By default a request authenticated this way reads and writes only its own user's data — see Data access.
Sessions
A session auth method lets your backend mint a short-lived, user-scoped token that the browser then uses against the Client API.
Your backend calls POST /api/client/sessions with an API key, naming the session method and the user_id. Lunogram returns a token whose lifetime and permissions come from the session policy. Like trusted-issuer requests, a session defaults to its own user's data — see Data access.
Data access
Because trusted issuers and sessions carry a verified subject (the end user behind the token), they also choose a data boundary — whose records a request may touch, within its role:
| Data access | Behaviour |
|---|---|
| Own data only (default) | The request is bound to the verified subject. Any client-supplied identifier is ignored, so the caller can only ever read and write its own records. Use this for end-user apps. |
| All data | The verified subject authenticates the request, but it acts across every user's records (like a backend key). Use this for an internal or support tool that signs in through your IdP yet needs to see other users' data. |
API keys have no verified subject, so they always act across all data; their reach is bounded by their role instead.
Create constraints
A create grant — events:create, subscriptions:create, or scheduled:create — can be narrowed to an allow-list of names, so the client may only create the instances you name (for example, only emit the event names you list).
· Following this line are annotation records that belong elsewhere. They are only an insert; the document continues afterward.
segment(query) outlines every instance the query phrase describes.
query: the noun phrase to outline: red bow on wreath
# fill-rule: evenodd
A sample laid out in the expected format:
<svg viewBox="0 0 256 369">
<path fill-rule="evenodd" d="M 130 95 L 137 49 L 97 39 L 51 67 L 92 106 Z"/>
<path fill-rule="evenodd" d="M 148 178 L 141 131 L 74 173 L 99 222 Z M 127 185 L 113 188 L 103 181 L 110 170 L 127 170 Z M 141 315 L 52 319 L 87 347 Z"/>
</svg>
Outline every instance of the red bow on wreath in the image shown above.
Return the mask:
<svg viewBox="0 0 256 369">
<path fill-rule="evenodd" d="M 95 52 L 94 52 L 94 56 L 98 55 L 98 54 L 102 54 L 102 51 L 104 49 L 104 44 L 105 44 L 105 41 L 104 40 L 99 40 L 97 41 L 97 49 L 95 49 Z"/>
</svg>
The constraint is set per auth method, alongside its permissions, and travels with the credential — so it applies to every type: API key, trusted issuer, or session.
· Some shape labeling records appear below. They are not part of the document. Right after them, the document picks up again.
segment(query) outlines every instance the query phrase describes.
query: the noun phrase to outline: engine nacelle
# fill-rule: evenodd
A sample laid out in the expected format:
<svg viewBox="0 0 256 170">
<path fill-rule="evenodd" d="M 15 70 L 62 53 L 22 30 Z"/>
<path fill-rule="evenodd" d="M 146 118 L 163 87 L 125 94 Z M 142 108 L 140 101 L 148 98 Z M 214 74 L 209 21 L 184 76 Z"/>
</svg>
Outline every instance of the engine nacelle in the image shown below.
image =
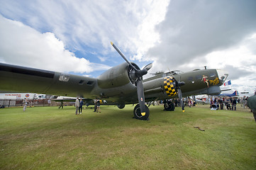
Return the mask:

| Constraint | Behaviour |
|---|---|
| Not set (default) | The client may create any instance the grant allows. |
| Configured | Only the listed names are accepted; any other is rejected with 403. |
There is no "allow nothing" state: to deny creation entirely, don't grant create. Enforcement is server-side and fails closed. Configure it under Settings → Access on the auth method, or through the Management API via grant_constraints.
Roles
Every auth method is assigned a role that determines what it can access. Roles are additive — each higher level includes the permissions below it.
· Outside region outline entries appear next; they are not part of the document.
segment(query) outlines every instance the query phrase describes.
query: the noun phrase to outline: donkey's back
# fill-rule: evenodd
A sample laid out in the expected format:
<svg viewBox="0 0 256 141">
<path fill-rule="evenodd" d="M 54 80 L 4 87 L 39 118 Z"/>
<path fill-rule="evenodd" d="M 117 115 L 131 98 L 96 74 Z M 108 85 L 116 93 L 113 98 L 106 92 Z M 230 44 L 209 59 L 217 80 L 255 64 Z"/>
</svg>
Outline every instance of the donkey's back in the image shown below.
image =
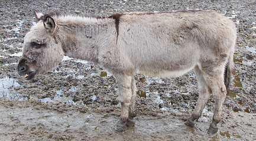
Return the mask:
<svg viewBox="0 0 256 141">
<path fill-rule="evenodd" d="M 123 61 L 146 75 L 176 76 L 197 65 L 225 64 L 234 50 L 234 22 L 214 11 L 127 13 L 119 18 Z"/>
</svg>

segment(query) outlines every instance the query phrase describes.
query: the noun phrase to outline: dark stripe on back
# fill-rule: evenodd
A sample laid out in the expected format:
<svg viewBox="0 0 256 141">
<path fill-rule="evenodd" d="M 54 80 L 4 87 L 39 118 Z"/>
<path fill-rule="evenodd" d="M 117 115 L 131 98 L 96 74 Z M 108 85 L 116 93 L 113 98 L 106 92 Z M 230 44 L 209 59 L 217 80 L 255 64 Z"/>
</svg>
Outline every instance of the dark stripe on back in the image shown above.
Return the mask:
<svg viewBox="0 0 256 141">
<path fill-rule="evenodd" d="M 115 28 L 116 30 L 116 43 L 117 43 L 117 39 L 119 35 L 119 24 L 120 22 L 120 17 L 123 14 L 115 14 L 108 17 L 109 18 L 112 18 L 115 21 Z"/>
</svg>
Write-only access designed for client-side ingestion (events and user data).
| Permission | |
|---|---|
| Create & update users, events, and organizations | ✅ |
| Read any resource | ❌ |
| Modify campaigns, journeys, or settings | ❌ |
Read-only access across all project resources. Ideal for dashboards and reporting.
| Permission | |
|---|---|
| View users, campaigns, journeys, templates | ✅ |
| View events, lists, tags, and documents | ✅ |
| Create, update, or delete any resource | ❌ |
Full content management. Includes everything in Support and Client.
| Permission | |
|---|---|
| Everything in Support and Client | ✅ |
| Create & manage campaigns, templates, journeys | ✅ |
| Manage lists, tags, documents, locales, and actions | ✅ |
| Manage providers / destructive operations | ❌ |
Full project access including providers and destructive operations.
| Permission | |
|---|---|
| Everything in Editor | ✅ |
| Manage providers and integrations | ✅ |
| Delete subscriptions, actions, and organizations | ✅ |
Admin grants unrestricted access. Only ever use it from your backend, never in client-side code.
Which should I use?
Frontend app, logged-in users
A trusted issuer (reuse your IdP's JWTs) or sessions (mint from your backend) — each user reads/writes only their own data.
Frontend app, anonymous tracking
Mint a session from your backend for the visitor (assign a device or anonymous id); the browser then ingests events and users with that short-lived token. Browsers cannot use an embeddable key.
Backend integration
An API key (sk_) with Editor or Admin, kept in environment variables.
Analytics / reporting
An API key with the Support (read-only) role.